Social shifts towards physical and mental health have also caused new discussions around drinking. “We’re talking about ‘well-being,’ we’re talking about ‘wellness,’” Bouchain points out. She explains that people are asking more questions about their products, how they’re made, what goes into them, and weighing the pros and cons before purchasing. “They have realized that maybe they’re going to consume less, but better. And suddenly we have the premiumization of the product.”
Corporate and social responsibility are also driving the zeitgeist. Long gone are the Mad Men days of 10AM celebratory scotches at the office. “Myself, when I do company cocktails with my people, I’m always concerned if something happened on the road,” Boulachin says. “I’m responsible as the business owner. And it’s the same for every business owner.”
Despite increasing awareness, alcohol-free wines still suffer from negative associations… or no associations at all. “The beer business has done a great job, and the alcohol-free spirits business has done a really great job, and the wine industry is a little bit behind… In many cases, people don’t know it exists,” says Boulachin. This poses a challenge in terms of placement, due to high production costs and smaller marketing budgets than the average wine or liquor company would have. “And you have psychological prices for consumers,” Boulachin says. “They look at the wine standards. So they will never buy an alcohol-free product at too high a price. They know what the wine prices are, and they have already priced brackets and psychological barriers above which they will not buy.”

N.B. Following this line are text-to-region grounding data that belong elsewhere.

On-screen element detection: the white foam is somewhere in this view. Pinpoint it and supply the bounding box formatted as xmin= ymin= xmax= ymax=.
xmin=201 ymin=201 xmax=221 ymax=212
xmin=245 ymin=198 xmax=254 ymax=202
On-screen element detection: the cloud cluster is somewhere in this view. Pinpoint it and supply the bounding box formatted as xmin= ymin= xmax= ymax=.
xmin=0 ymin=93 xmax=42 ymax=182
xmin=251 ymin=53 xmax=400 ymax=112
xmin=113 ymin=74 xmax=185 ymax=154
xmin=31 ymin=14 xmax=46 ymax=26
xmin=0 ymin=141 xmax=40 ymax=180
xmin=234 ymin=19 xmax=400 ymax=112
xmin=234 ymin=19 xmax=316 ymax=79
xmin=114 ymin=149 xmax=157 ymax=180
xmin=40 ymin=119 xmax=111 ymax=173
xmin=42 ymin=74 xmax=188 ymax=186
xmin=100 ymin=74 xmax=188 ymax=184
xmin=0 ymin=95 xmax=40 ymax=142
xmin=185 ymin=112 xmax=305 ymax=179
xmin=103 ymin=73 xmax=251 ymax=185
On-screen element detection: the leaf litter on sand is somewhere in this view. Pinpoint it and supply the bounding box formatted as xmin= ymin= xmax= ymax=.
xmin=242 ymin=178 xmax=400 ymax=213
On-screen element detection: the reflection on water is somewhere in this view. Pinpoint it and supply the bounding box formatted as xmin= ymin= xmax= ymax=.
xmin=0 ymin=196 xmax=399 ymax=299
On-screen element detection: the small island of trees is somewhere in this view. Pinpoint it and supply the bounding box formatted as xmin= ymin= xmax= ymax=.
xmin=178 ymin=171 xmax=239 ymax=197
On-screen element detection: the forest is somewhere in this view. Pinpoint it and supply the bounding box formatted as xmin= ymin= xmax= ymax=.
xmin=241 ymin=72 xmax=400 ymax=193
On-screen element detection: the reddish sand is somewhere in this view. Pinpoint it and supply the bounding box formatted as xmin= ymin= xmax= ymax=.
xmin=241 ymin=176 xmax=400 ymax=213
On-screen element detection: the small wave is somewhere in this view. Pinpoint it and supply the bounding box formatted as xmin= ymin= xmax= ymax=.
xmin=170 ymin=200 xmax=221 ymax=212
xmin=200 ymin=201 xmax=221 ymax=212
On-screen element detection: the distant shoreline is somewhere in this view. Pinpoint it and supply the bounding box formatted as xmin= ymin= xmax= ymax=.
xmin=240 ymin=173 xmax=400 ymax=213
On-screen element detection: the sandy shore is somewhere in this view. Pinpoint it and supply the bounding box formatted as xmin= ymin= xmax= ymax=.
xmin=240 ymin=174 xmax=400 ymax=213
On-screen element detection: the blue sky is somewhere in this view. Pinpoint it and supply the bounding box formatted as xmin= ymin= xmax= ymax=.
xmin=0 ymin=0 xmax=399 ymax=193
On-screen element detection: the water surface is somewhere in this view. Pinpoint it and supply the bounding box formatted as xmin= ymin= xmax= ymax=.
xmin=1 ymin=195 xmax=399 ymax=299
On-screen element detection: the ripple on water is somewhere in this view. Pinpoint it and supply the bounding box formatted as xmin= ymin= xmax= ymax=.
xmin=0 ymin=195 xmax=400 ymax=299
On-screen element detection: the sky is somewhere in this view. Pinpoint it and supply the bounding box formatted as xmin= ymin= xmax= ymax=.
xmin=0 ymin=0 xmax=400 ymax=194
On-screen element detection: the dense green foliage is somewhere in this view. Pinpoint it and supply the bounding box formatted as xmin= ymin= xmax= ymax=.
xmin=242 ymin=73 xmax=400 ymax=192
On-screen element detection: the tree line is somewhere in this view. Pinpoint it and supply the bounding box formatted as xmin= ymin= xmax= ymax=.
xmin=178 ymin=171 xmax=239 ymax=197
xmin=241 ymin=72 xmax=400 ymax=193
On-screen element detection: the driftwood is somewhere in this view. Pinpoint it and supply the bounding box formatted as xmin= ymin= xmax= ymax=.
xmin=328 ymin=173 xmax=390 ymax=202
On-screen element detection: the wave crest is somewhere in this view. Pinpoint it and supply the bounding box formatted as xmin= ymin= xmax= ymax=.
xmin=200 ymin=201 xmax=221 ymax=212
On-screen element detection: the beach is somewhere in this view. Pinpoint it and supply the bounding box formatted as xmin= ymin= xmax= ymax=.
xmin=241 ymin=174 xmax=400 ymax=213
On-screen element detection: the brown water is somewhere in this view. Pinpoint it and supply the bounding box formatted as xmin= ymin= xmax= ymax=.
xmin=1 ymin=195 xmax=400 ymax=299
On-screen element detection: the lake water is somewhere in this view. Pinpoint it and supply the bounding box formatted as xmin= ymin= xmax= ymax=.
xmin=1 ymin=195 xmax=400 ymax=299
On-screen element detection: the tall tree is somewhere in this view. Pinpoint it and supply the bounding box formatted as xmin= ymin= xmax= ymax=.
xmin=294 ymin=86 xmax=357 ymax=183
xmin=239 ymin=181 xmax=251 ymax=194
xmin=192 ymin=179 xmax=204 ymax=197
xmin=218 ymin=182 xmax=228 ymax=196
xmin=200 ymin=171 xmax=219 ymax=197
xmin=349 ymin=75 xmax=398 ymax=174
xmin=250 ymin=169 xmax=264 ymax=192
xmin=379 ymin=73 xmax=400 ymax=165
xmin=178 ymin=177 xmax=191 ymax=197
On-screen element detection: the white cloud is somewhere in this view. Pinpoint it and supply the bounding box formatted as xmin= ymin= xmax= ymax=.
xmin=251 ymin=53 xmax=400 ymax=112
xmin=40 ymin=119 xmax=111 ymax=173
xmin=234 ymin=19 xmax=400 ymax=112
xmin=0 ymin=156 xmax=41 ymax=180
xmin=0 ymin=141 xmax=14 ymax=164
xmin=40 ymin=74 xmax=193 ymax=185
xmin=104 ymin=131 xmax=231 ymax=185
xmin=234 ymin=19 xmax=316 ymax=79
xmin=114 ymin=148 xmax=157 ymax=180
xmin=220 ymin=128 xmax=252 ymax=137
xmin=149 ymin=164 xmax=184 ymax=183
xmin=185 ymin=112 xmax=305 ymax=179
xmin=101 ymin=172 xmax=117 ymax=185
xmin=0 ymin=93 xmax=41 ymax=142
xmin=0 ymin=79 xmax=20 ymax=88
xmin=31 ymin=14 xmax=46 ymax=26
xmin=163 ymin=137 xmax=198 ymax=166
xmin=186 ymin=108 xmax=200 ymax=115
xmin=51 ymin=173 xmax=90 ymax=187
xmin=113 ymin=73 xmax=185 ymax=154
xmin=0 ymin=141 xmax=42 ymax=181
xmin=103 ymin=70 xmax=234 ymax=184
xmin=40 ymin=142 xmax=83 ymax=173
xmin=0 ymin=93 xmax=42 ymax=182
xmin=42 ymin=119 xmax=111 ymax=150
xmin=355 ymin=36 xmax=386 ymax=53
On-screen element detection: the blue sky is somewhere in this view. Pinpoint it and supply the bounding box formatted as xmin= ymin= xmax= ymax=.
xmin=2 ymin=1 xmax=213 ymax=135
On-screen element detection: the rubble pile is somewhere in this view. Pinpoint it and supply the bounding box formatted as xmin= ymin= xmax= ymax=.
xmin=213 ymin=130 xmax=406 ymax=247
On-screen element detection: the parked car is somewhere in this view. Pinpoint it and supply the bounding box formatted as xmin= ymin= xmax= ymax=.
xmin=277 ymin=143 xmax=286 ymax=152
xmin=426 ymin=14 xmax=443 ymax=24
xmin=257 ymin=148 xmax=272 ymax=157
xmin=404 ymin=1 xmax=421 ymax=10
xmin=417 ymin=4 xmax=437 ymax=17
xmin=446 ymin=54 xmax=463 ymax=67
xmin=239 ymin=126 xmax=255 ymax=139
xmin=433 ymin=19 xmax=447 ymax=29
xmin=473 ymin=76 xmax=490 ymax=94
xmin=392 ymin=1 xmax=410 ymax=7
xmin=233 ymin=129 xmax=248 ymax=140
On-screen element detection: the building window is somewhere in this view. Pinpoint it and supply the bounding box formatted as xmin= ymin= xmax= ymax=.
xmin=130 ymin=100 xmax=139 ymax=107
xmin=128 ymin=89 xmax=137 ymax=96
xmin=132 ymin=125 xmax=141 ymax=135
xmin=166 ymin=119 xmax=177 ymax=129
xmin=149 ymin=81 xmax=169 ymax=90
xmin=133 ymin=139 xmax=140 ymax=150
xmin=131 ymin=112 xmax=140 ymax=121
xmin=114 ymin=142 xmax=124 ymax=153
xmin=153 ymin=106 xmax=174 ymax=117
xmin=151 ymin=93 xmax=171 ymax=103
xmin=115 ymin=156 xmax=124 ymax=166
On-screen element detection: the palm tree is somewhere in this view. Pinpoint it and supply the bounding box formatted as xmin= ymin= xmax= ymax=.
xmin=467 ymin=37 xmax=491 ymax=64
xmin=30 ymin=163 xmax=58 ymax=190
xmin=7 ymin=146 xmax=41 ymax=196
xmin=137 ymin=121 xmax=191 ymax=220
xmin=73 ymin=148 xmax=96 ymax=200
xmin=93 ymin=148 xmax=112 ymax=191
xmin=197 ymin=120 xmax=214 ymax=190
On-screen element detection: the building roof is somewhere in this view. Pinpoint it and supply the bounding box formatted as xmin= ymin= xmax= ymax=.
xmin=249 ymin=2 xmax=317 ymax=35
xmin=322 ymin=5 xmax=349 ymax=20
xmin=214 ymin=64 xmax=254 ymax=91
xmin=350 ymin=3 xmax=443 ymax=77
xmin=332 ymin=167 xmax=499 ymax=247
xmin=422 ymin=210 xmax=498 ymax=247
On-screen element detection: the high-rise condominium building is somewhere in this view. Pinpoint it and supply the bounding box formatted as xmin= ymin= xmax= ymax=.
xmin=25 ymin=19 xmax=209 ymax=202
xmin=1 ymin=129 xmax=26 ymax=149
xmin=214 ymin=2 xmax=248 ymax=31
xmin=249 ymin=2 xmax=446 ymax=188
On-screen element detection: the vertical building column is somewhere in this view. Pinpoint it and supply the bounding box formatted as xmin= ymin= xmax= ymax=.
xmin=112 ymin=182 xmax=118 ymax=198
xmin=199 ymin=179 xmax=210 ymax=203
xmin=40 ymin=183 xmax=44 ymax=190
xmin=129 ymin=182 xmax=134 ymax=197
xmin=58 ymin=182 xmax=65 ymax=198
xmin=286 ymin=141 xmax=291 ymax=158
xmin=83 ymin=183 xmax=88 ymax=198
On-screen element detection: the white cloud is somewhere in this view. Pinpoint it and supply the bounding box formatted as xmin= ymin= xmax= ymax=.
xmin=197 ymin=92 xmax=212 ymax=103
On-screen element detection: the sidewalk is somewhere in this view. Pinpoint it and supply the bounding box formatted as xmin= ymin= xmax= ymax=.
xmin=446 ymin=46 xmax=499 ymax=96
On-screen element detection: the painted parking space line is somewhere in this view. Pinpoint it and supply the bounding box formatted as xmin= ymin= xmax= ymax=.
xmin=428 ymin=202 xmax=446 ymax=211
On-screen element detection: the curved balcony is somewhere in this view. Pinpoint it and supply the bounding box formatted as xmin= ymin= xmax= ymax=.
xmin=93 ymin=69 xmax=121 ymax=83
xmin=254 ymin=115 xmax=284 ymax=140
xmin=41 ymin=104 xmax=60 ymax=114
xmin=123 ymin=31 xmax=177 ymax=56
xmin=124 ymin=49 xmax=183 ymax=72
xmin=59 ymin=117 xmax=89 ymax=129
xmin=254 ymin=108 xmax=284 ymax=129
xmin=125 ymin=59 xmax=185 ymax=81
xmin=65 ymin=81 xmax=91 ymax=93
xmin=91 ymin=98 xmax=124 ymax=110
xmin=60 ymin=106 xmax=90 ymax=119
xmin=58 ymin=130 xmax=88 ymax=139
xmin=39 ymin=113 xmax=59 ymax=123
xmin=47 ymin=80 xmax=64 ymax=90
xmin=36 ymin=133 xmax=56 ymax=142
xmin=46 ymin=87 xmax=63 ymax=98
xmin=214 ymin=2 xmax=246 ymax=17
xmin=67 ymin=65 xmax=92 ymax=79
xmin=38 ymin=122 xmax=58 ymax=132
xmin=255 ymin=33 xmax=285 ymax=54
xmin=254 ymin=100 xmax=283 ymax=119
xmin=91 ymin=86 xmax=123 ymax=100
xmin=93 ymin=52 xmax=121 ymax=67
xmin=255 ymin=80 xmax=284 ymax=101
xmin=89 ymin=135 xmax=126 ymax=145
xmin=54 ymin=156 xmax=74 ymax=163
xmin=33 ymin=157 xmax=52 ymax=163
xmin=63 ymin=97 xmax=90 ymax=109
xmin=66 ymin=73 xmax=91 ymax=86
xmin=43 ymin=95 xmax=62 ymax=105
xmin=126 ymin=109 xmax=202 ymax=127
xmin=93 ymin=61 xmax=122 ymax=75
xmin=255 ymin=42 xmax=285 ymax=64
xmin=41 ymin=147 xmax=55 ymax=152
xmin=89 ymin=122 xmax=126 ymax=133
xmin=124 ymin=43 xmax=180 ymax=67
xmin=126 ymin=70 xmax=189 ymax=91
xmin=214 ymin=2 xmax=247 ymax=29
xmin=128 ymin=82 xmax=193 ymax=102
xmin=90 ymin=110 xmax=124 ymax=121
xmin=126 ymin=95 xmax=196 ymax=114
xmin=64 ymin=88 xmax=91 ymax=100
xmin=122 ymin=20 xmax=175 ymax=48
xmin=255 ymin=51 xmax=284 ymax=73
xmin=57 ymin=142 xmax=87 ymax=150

There is also a small, but dedicated competition emerging from other AF wine brands, but Boulachin isn’t afraid of competition. “If you’re alone, that’s good. But if you create the category, it actually can make everybody win.”
France is also far behind other countries in creating options for the sober curious. While other major cities like New York, London, and Berlin have “sober bars” and dry bottle shops springing up all over town, Paris hasn’t made the same strides. Boulachin connects this to France’s long-standing viticultural traditions, which make the French reluctant to dip a toe into alternative options. “France has not been the first country to adopt alcohol-free wines,” she says. “I think that they will be into it, but maybe it’s going to take a little bit of time.”